Metrics#
Segmentation#
LazySlide provides comprehensive segmentation evaluation metrics for both instance segmentation and semantic segmentation tasks.
Here’s how to evaluate segmentation performance using LazySlide’s metrics:
import geopandas as gpd
from shapely.geometry import Polygon
from lazyslide.metrics.segmentation import (
get_instance_stats,
get_semantic_stats,
accuracy,
mean_iou,
pq,
)
# Ground truth in geodataframe
gt_polygons = [
Polygon([(0, 0), (10, 0), (10, 10), (0, 10)]), # Square 1
Polygon([(15, 15), (25, 15), (25, 25), (15, 25)]) # Square 2
]
gdf_true = gpd.GeoDataFrame({'geometry': gt_polygons})

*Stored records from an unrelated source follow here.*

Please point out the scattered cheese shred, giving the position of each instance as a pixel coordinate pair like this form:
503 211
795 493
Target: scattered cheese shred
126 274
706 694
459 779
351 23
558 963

# Prediction in geodataframe
pred_polygons = [
Polygon([(1, 1), (9, 1), (9, 9), (1, 9)]), # Slightly smaller square 1
Polygon([(16, 16), (24, 16), (24, 24), (16, 24)]), # Slightly smaller square 2
Polygon([(30, 30), (40, 30), (40, 40), (30, 40)]) # False positive
]
gdf_pred = gpd.GeoDataFrame({'geometry': pred_polygons})
# Instance segmentation evaluation
instance_stats = get_instance_stats(gdf_true, gdf_pred, iou_threshold=0.5)
# Semantic segmentation evaluation
semantic_stats = get_semantic_stats(gdf_true, gdf_pred)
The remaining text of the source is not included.